According to this it's possible to scale out IaaS with Availability sets by pre-provisioning the number of boxes: https://blogs.msdn.microsoft.com/kaevans/2015/02/20/autoscaling-azurevirtual-machines/
I am totally new to cloud services, and using Windows Azure, I need a web server and a database server, each with 16gb of RAM. However, the extra large windows virtual machines only have 14gb of RAM. How would I go about adding 2gb of RAM to each of these servers, or do I need to do something else, such as incorporate a SQL database? I don't need to know the specifics of installation, all I need to know right now is what needs to be paid for, as I am just trying to figure out the price for everything. Thank you.
The Extra Large (XL) VM size provides 14GB available RAM. This applies to both Virtual Machines (IaaS) and web/worker roles (PaaS). There are no other VM sizes that provide more RAM than that. There's nothing you can do to add 2 extra GB.
UPDATE April 16, 2013: There are now two new sizes: 28GB/4-core and 56GB-8-core, available to Virtual Machines (not for Cloud Services e.g. web & worker roles). Announcement here. There's also a new SharePoint template in the Virtual Machine image gallery (since you mentioned using SharePoint) as well as a SQL Server template.

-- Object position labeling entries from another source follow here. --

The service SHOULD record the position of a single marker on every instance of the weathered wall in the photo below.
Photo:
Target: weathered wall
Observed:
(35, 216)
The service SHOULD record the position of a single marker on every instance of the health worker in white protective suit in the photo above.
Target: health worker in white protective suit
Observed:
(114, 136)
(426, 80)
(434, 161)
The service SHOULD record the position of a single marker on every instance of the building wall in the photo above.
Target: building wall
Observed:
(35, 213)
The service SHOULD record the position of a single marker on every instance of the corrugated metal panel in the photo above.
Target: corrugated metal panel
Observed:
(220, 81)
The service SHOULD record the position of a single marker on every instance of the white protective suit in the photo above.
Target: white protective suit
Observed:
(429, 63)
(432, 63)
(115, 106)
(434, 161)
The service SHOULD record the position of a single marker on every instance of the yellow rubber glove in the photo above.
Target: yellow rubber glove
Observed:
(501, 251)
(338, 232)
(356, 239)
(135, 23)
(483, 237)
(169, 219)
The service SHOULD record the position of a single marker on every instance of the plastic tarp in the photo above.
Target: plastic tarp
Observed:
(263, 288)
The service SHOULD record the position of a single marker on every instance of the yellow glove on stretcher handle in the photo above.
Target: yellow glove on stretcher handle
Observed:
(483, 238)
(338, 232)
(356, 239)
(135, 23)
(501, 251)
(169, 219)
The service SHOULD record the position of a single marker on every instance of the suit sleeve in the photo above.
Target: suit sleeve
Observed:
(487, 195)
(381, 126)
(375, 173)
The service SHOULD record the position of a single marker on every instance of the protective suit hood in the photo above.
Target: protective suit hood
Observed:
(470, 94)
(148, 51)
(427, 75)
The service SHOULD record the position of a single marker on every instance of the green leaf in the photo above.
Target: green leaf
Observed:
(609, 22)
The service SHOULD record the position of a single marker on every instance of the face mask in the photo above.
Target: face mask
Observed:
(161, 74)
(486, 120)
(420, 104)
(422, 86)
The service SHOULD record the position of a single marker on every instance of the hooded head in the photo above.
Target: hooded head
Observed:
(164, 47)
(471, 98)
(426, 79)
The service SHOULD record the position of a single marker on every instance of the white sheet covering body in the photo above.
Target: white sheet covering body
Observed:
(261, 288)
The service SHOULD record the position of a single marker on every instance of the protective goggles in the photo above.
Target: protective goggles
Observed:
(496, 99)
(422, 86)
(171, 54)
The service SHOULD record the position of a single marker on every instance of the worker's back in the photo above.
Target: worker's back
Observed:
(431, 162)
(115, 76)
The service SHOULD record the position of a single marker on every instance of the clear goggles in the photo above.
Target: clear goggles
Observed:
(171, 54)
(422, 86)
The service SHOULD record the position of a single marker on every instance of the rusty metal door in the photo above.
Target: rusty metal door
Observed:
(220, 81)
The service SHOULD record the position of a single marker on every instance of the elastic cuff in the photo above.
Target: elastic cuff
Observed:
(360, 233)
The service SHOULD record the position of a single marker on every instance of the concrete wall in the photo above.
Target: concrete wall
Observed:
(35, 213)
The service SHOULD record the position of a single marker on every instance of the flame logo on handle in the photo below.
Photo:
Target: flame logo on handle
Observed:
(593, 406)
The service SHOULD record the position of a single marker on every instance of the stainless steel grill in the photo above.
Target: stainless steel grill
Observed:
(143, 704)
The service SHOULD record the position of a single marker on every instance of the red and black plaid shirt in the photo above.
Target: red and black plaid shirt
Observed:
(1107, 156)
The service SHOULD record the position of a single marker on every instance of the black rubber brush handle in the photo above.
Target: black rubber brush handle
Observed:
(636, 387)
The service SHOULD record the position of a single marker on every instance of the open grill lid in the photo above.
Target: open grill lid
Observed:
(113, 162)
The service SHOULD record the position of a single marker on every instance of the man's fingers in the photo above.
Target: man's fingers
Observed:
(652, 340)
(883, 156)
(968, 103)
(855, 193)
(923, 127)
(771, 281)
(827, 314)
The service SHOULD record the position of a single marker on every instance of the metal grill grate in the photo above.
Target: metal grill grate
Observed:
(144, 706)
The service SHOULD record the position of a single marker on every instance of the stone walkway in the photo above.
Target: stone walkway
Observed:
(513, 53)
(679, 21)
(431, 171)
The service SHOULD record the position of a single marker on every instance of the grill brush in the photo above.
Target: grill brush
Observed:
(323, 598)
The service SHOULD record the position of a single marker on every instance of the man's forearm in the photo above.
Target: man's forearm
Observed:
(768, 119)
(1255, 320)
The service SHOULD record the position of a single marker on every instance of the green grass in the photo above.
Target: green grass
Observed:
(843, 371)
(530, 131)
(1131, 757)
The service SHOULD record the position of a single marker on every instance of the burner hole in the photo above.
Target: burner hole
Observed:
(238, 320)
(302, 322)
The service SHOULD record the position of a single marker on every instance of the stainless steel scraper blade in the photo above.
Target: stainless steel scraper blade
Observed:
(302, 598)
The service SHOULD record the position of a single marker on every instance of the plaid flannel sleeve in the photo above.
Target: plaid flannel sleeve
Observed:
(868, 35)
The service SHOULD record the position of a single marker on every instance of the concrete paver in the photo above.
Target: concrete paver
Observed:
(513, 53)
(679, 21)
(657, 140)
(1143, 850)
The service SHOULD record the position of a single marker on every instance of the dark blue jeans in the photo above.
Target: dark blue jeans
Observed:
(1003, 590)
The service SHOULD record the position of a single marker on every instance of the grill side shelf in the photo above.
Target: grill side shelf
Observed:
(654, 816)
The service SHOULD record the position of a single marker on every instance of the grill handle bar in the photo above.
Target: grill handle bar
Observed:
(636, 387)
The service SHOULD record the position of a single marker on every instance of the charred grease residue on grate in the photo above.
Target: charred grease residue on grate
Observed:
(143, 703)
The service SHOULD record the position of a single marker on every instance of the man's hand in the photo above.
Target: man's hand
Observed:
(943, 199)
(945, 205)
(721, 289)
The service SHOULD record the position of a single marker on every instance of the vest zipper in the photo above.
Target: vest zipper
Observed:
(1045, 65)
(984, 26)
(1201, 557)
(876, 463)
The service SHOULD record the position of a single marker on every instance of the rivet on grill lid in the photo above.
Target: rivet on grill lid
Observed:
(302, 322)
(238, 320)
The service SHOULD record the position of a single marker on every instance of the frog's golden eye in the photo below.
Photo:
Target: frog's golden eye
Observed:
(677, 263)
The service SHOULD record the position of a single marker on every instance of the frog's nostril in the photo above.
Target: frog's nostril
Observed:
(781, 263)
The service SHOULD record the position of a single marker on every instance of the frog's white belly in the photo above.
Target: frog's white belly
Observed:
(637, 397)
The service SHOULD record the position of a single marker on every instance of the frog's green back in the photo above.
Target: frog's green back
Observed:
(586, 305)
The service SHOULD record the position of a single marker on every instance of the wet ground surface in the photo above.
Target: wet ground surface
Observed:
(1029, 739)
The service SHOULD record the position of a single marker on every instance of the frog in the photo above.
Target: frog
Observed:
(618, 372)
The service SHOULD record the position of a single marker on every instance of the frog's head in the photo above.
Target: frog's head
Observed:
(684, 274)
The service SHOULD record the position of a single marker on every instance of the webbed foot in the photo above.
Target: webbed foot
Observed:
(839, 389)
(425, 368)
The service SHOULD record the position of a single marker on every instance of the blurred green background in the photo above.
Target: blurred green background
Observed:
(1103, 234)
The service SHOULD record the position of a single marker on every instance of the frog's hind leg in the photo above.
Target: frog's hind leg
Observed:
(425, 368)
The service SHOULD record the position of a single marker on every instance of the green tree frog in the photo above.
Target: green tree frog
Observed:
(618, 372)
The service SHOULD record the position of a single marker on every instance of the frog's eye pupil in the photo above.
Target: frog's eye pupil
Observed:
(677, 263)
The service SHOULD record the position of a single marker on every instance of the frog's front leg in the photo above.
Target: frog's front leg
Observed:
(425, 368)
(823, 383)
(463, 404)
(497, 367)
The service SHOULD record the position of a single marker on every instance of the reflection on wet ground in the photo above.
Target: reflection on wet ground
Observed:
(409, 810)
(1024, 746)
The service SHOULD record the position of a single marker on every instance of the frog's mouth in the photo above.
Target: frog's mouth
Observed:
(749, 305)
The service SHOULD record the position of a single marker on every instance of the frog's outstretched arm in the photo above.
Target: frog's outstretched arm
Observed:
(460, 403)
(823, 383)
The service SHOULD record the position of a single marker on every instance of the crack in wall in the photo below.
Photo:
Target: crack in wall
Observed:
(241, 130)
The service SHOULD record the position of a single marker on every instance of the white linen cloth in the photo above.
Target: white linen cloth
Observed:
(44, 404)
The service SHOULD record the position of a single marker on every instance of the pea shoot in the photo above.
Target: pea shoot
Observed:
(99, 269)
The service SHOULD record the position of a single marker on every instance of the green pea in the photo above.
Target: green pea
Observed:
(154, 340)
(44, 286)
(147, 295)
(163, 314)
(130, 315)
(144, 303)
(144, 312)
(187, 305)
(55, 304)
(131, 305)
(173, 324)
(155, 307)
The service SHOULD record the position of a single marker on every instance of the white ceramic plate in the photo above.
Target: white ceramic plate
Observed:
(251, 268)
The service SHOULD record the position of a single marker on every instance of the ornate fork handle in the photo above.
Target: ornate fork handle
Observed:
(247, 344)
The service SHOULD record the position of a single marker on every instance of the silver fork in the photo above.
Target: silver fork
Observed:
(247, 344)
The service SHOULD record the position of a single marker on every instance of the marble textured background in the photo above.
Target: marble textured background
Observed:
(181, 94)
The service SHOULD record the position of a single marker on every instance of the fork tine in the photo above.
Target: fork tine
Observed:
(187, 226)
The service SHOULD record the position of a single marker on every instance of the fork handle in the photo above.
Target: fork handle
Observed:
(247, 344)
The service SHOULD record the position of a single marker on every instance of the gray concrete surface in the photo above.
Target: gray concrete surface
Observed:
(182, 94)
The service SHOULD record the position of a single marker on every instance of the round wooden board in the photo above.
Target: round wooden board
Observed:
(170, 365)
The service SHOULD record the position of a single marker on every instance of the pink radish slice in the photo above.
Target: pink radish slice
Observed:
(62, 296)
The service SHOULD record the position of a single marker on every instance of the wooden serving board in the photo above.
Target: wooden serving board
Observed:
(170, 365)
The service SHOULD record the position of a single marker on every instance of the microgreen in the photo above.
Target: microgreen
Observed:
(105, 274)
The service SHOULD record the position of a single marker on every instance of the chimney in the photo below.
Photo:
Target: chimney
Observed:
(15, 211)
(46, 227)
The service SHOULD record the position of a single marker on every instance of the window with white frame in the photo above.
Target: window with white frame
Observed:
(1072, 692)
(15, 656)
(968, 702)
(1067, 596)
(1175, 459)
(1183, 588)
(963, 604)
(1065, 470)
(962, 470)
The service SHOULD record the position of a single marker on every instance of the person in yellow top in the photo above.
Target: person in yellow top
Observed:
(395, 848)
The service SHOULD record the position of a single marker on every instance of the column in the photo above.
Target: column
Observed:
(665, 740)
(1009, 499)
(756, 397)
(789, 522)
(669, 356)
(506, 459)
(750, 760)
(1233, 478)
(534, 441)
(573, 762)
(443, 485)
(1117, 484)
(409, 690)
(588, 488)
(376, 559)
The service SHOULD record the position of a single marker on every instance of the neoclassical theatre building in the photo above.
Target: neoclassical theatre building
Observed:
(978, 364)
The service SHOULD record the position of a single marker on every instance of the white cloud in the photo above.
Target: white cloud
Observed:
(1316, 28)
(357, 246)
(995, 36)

UPDATE APRIL 30, 2013: The new 28GB/56GB sizes are now available with Cloud Services, coincident with the release of Azure SDK 2.0 for .NET. Details here.
Just to add a bit, regarding web servers: Unlike on-premises servers where it's typically economical to buy the largest machine possible, it's better in Windows Azure to go with smaller VMs and have more of them. So, for a web server, go with the smallest VM size that would still run your software. Then, to handle additional traffic, scale to more web instances. As traffic ebbs, reduce the instance count. Load will be distributed amongst all of of the web servers (which are stateless - no user affinity to a specific instance).